To find the ratio of the longest wavelength in the Lyman series to the longest wavelength in the Balmer series in the hydrogen spectrum, we need to understand the transitions in these series:
- The Lyman series consists of electron transitions from higher energy levels (n ≥ 2) to the first energy level (n = 1).
- The formula for the wavelength of emitted light in the Lyman series is given by the Rydberg formula:
\[ \frac{1}{\lambda} = R \left( 1 - \frac{1}{n^2} \right) \]
where R is the Rydberg constant, and n is the principal quantum number of the higher energy level.
- The longest wavelength in the Lyman series corresponds to the transition from n = 2 to n = 1 , or \frac{1}{\lambda_L} = R \left( 1 - \frac{1}{2^2} \right) = R \cdot \frac{3}{4} \right) \] .

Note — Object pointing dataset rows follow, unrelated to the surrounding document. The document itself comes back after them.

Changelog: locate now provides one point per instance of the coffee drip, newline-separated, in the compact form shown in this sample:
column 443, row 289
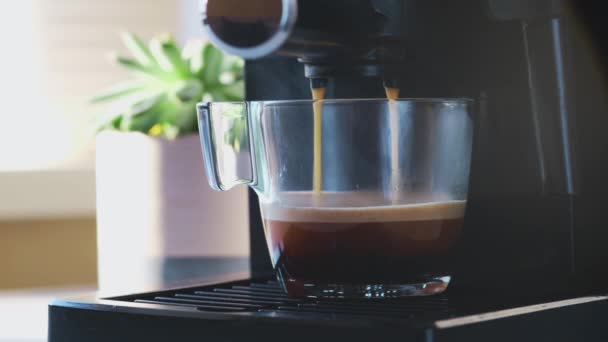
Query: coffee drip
column 317, row 88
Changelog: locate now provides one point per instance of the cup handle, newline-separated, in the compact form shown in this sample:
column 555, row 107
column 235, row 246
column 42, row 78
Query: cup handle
column 225, row 138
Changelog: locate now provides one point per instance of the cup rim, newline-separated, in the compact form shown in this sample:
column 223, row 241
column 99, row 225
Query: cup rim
column 445, row 100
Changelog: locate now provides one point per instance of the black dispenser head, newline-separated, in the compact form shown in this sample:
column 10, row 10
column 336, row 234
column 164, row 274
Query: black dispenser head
column 330, row 37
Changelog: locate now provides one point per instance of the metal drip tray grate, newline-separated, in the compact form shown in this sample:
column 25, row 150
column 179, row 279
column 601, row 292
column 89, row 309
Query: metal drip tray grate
column 268, row 297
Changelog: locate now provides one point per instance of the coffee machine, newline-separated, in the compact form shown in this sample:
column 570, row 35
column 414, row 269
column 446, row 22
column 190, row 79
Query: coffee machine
column 533, row 253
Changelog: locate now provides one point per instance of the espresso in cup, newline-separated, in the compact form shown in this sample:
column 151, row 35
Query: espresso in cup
column 358, row 244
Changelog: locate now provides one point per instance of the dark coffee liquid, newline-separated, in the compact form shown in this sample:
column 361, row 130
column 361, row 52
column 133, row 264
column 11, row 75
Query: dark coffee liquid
column 399, row 244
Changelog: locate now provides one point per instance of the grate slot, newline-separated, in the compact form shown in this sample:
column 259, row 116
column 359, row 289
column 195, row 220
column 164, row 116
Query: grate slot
column 198, row 307
column 247, row 296
column 227, row 299
column 267, row 286
column 259, row 290
column 206, row 302
column 253, row 293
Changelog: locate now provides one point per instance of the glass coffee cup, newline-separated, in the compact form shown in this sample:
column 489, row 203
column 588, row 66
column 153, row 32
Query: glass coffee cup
column 364, row 199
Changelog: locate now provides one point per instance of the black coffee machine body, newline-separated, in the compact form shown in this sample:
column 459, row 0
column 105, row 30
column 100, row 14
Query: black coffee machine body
column 535, row 217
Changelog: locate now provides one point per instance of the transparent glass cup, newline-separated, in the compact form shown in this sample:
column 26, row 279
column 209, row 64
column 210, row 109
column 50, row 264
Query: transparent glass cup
column 364, row 199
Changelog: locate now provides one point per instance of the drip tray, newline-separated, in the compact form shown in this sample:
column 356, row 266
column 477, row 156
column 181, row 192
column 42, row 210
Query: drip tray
column 260, row 310
column 265, row 297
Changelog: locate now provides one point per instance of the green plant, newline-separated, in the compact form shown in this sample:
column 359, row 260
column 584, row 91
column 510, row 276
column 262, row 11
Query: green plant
column 168, row 83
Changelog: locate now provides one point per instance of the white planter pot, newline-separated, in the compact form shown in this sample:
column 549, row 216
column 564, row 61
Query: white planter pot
column 153, row 202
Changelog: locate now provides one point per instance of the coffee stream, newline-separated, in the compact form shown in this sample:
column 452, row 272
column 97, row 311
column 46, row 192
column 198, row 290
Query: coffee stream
column 317, row 176
column 392, row 94
column 318, row 94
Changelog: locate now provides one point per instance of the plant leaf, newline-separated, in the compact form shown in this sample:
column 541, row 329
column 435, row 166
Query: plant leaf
column 189, row 90
column 118, row 91
column 212, row 58
column 235, row 91
column 174, row 56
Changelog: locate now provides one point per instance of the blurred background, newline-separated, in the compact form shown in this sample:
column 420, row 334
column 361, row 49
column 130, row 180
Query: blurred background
column 54, row 58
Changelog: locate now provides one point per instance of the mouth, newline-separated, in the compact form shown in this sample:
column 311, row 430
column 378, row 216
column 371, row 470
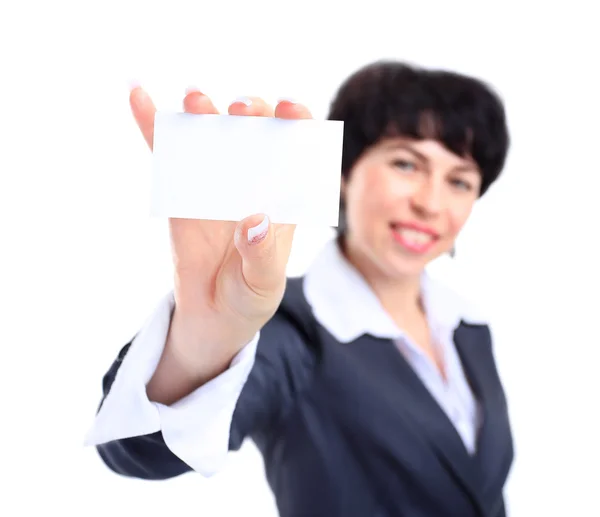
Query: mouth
column 414, row 238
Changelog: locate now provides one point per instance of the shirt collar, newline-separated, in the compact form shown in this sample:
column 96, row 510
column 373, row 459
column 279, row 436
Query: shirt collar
column 346, row 306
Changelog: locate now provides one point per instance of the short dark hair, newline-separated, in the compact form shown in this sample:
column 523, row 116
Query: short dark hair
column 389, row 98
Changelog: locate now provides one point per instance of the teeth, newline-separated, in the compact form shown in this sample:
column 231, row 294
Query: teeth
column 415, row 237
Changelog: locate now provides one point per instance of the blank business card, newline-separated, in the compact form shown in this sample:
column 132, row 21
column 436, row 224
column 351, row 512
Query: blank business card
column 225, row 167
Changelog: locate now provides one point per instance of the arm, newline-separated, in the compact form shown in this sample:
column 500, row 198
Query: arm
column 149, row 440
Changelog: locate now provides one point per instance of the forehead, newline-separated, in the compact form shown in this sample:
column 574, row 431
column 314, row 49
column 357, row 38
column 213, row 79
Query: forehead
column 428, row 150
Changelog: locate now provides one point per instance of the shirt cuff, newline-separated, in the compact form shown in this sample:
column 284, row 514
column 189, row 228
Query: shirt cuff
column 195, row 428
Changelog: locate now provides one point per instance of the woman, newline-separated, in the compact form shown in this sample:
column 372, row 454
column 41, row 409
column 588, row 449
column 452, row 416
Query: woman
column 370, row 389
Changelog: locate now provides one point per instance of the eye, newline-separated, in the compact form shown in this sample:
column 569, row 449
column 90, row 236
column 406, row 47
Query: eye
column 405, row 165
column 461, row 185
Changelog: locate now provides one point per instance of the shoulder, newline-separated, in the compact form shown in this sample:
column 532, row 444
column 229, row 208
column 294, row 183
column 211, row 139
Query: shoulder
column 287, row 338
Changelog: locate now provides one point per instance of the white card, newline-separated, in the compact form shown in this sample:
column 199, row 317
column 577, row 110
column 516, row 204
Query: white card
column 225, row 167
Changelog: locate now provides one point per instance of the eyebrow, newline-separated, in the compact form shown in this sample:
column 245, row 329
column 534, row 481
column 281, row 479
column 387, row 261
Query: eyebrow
column 466, row 168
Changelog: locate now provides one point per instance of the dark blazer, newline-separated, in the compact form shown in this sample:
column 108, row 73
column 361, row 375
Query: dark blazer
column 349, row 430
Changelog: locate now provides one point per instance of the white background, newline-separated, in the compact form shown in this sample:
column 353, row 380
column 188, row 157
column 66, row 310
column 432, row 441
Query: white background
column 82, row 264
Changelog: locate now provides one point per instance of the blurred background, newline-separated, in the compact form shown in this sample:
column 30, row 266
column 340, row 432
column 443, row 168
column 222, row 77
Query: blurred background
column 83, row 265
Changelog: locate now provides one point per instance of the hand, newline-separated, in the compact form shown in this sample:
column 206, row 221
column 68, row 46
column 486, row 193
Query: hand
column 230, row 276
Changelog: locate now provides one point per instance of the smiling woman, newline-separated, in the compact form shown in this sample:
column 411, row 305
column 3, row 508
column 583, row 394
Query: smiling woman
column 369, row 388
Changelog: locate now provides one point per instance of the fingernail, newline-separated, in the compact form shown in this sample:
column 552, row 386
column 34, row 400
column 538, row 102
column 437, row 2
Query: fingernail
column 258, row 233
column 192, row 89
column 133, row 84
column 244, row 100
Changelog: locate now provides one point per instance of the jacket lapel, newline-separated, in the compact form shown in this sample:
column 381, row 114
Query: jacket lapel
column 494, row 445
column 402, row 401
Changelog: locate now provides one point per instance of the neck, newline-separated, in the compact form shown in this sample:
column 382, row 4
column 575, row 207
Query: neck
column 399, row 296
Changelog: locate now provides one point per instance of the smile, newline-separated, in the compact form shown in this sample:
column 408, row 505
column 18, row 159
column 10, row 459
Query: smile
column 414, row 239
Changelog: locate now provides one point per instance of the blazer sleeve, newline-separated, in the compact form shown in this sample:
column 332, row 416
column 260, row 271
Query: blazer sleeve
column 142, row 439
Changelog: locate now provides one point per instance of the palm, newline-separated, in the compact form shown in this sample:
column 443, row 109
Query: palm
column 204, row 253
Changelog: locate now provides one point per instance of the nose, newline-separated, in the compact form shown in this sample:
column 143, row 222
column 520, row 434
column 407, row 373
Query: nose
column 428, row 198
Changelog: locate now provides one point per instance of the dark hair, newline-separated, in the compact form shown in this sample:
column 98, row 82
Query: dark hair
column 387, row 99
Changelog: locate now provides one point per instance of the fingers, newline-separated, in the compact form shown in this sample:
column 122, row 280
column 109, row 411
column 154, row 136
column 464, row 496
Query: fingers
column 289, row 109
column 250, row 106
column 196, row 102
column 265, row 251
column 143, row 111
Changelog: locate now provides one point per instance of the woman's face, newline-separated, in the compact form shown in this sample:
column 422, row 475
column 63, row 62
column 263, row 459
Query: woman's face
column 406, row 201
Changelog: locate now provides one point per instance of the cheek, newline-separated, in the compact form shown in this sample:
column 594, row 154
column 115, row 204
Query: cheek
column 458, row 217
column 383, row 193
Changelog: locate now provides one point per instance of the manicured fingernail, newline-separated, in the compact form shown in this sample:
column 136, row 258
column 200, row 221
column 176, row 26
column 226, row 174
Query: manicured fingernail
column 133, row 84
column 244, row 100
column 287, row 99
column 258, row 233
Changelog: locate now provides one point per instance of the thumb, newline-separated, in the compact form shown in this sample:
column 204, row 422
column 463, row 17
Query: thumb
column 263, row 263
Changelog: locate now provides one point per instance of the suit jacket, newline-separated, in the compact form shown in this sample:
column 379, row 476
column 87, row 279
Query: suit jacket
column 351, row 431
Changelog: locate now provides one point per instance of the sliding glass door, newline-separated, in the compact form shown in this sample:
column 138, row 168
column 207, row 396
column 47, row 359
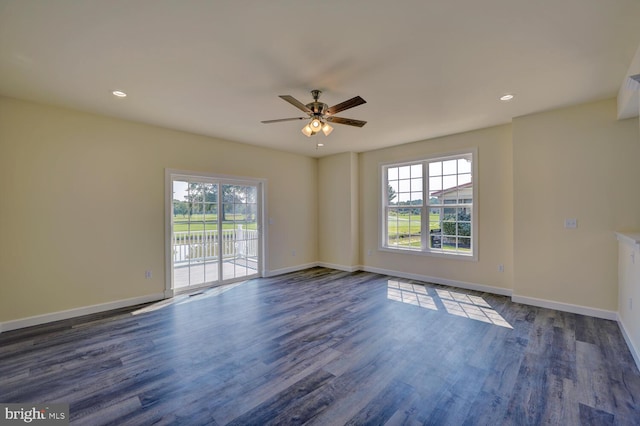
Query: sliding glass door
column 215, row 230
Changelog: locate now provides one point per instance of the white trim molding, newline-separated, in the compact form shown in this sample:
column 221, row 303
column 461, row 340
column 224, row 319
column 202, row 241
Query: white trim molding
column 566, row 307
column 635, row 352
column 442, row 281
column 344, row 268
column 78, row 312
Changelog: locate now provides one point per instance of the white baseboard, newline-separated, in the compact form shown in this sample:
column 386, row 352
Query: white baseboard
column 344, row 268
column 566, row 307
column 296, row 268
column 77, row 312
column 443, row 281
column 634, row 351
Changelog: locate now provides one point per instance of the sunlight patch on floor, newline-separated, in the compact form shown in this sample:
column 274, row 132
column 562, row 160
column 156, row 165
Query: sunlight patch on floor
column 411, row 294
column 454, row 303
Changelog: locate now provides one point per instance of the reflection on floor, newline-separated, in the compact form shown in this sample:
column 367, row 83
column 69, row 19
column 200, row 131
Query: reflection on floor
column 455, row 303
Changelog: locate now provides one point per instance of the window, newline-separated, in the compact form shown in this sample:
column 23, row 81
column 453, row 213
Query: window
column 428, row 206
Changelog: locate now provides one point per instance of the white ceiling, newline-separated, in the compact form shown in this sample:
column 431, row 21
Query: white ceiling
column 425, row 68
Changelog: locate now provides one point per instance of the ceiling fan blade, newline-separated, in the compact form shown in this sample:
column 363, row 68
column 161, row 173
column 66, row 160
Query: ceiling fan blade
column 347, row 121
column 350, row 103
column 284, row 119
column 296, row 103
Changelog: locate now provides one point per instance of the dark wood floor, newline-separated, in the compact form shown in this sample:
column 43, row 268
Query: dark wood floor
column 329, row 348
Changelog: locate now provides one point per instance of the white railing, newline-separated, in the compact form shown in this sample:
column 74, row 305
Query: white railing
column 201, row 246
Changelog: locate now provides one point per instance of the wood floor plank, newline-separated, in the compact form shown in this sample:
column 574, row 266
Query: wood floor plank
column 327, row 347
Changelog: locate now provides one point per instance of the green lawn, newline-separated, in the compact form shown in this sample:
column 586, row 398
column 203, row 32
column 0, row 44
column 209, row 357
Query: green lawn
column 199, row 222
column 408, row 228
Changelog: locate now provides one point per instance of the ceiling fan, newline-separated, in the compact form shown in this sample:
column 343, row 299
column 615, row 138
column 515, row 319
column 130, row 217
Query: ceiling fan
column 320, row 114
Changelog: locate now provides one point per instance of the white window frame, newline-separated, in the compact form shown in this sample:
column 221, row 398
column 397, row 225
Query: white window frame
column 424, row 248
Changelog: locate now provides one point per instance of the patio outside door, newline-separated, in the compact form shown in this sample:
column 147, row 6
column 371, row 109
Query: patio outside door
column 215, row 231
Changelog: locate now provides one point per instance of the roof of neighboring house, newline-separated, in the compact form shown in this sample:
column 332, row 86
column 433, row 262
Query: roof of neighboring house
column 455, row 188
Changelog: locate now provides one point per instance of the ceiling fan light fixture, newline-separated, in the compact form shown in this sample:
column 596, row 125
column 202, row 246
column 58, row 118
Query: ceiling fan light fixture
column 316, row 125
column 307, row 131
column 327, row 129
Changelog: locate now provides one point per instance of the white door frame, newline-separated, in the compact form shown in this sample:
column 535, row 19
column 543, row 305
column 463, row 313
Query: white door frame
column 170, row 176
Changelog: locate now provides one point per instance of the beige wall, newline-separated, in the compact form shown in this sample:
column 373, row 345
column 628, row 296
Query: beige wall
column 577, row 162
column 495, row 202
column 582, row 163
column 338, row 228
column 82, row 205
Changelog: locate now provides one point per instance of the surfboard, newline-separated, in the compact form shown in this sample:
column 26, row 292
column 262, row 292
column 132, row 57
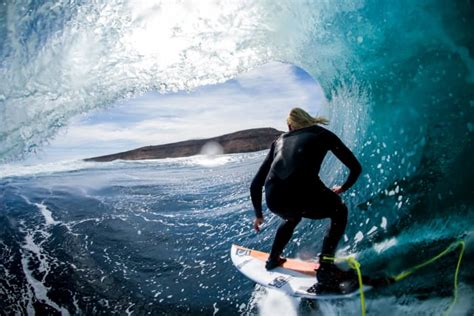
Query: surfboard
column 294, row 277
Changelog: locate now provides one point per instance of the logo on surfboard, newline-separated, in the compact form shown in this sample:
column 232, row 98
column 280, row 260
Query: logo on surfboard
column 279, row 281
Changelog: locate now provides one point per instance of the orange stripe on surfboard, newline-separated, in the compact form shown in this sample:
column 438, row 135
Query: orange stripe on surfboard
column 305, row 267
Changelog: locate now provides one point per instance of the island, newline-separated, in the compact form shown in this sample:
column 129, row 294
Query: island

- The Balmer series consists of transitions from higher energy levels (n ≥ 3) to the second energy level (n = 2).
- The formula for the wavelength in the Balmer series is:
\[ \frac{1}{\lambda} = R \left( \frac{1}{2^2} - \frac{1}{n^2} \right) \]
- The longest wavelength in the Balmer series corresponds to the transition from n = 3 to n = 2 , or \frac{1}{\lambda_B} = R \left( \frac{1}{2^2} - \frac{1}{3^2} \right) = R \cdot \frac{5}{36} \right) \] .
Now, the ratio of the longest wavelength in the Lyman series ( \lambda_L ) to the longest wavelength in the Balmer series ( \lambda_B ) is:
\[
\text{Ratio} = \frac{\lambda_L}{\lambda_B} = \frac{\frac{4}{3R}}{\frac{36}{5R}} = \frac{4}{3} \times \frac{5}{36} = \frac{5}{27}
\]
Thus, the correct answer is \frac{5}{27} .